Skip to content

amcanna1ly/Fake-News-Detection-Using-Machine-Learning

Repository files navigation

Fake-News-Detection-Using-Machine-Learning

This project investigates how machine learning techniques can be used to detect fake news articles. It uses real and fake news datasets and walks through a full CRISP-DM-inspired data science process — including loading, cleaning, exploration, modeling, and evaluation, all within modular Jupyter/Colab notebooks.

Project Overview

This repository contains four notebooks, each representing a stage in the pipeline:

  1. Data_Loader.ipynb
    Loads and combines real and fake news datasets, assigns unique identifiers, and stores the unified dataset in a SQLite database.

  2. Data_Understanding.ipynb
    Conducts exploratory data analysis (EDA) using frequency analysis and word clouds to identify common tokens and patterns in fake vs. real articles.

  3. Data_Preprocessing&Validation.ipynb
    Cleans the data, merges article title and body into a content column, and performs a stratified split into training and testing sets.

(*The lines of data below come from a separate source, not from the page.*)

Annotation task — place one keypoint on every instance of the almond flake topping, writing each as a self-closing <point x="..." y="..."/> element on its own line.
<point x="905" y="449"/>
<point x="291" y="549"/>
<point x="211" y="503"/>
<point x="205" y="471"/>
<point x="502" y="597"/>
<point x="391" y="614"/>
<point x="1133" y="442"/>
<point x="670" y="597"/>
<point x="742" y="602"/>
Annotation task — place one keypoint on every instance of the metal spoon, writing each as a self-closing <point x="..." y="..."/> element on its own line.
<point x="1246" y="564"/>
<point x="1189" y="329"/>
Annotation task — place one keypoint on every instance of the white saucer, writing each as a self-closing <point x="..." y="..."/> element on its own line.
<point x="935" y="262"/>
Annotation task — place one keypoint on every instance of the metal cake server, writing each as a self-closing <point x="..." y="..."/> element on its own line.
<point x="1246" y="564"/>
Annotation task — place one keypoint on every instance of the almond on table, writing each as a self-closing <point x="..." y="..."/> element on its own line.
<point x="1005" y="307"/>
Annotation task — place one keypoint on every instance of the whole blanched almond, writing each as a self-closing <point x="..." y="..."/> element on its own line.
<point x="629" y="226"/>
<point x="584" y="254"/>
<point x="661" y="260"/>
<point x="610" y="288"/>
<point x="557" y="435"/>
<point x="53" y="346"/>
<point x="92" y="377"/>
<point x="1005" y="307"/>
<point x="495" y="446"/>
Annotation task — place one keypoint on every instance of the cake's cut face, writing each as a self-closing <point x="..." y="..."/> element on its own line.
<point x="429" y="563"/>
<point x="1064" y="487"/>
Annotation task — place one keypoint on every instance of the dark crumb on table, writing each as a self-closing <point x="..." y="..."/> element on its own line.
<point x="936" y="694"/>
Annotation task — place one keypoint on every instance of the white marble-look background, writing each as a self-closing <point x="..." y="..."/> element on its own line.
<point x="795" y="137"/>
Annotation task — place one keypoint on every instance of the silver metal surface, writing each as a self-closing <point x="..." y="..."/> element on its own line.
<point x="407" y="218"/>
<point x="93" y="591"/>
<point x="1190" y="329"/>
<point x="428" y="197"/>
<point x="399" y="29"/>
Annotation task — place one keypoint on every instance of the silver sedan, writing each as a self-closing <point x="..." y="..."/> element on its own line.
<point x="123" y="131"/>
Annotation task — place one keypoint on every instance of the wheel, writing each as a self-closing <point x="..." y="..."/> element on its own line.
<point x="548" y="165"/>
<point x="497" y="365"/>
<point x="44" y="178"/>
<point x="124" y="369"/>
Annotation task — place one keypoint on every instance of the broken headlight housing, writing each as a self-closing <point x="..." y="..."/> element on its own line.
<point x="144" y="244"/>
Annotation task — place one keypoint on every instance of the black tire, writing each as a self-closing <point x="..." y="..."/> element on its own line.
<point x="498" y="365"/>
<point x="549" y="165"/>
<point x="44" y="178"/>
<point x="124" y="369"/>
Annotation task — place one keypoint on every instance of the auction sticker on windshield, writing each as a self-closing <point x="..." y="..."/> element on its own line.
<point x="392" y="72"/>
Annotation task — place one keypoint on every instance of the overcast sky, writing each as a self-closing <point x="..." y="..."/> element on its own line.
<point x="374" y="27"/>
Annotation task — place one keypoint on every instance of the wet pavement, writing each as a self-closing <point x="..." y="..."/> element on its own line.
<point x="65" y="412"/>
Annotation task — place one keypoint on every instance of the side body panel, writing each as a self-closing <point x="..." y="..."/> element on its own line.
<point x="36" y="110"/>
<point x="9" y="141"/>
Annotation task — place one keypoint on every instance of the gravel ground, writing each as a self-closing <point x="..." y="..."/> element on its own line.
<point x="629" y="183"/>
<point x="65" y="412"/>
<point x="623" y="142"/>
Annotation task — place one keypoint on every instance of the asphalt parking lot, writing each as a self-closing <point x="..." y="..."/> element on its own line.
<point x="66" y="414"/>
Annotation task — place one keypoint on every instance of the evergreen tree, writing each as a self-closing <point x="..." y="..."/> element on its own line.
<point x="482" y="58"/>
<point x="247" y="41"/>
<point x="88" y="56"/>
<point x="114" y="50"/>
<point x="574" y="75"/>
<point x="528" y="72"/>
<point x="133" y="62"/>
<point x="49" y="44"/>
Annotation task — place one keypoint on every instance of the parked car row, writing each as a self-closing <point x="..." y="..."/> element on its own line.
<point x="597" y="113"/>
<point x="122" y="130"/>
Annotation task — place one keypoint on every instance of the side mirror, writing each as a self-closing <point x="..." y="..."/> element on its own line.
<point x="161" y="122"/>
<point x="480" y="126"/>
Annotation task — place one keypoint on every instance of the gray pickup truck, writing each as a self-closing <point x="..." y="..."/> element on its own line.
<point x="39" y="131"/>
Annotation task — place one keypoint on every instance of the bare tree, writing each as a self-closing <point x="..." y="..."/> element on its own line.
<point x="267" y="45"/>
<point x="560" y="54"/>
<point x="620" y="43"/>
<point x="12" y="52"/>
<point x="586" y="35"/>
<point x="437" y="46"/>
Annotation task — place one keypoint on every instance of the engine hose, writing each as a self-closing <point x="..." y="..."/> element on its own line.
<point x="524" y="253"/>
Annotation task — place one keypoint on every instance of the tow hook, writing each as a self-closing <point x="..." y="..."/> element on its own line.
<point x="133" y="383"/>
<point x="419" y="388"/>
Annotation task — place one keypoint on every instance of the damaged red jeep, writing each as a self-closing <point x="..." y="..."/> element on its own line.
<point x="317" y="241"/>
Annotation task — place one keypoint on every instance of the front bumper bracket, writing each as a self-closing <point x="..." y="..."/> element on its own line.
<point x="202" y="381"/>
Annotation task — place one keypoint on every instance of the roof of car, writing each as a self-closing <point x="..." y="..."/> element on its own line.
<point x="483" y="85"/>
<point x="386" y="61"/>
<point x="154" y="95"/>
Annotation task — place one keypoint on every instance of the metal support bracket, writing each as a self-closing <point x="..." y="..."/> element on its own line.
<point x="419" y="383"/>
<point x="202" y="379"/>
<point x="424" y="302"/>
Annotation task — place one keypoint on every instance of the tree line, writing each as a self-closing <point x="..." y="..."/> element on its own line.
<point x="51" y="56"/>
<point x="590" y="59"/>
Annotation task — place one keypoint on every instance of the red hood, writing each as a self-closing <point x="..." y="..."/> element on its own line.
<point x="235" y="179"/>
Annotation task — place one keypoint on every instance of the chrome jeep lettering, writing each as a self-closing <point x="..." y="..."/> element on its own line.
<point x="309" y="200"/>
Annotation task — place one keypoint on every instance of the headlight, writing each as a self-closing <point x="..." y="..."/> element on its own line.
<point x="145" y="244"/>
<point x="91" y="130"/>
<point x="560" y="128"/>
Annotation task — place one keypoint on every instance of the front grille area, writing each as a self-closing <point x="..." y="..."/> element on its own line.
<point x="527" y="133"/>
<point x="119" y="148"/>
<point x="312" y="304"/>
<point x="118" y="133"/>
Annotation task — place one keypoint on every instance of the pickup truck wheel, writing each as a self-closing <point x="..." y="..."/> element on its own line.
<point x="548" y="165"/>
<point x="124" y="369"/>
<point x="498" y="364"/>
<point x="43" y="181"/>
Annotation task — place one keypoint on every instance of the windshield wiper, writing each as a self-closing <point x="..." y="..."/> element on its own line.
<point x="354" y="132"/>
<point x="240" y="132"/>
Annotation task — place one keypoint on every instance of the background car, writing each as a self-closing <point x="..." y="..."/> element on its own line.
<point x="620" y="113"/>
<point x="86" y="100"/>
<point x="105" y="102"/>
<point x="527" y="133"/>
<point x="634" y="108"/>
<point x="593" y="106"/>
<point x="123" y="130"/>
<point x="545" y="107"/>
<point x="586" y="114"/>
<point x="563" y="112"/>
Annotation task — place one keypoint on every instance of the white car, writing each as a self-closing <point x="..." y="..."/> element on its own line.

  4. Modeling_Evaluation.ipynb
    Trains and evaluates multiple classifiers (Logistic Regression, Naive Bayes, Random Forest, and Linear SVM) using TF-IDF features and outputs comparative performance metrics.


Dataset Description

The dataset consists of two CSV files:

  • Fake.csv: News articles classified as fake.
  • True.csv: News articles classified as real.

Each file includes:

  • title: Headline of the news article
  • text: Body of the article
  • subject: Category of the article
  • date: Publication date

These are merged and labeled (1 for fake, 0 for real) during ingestion.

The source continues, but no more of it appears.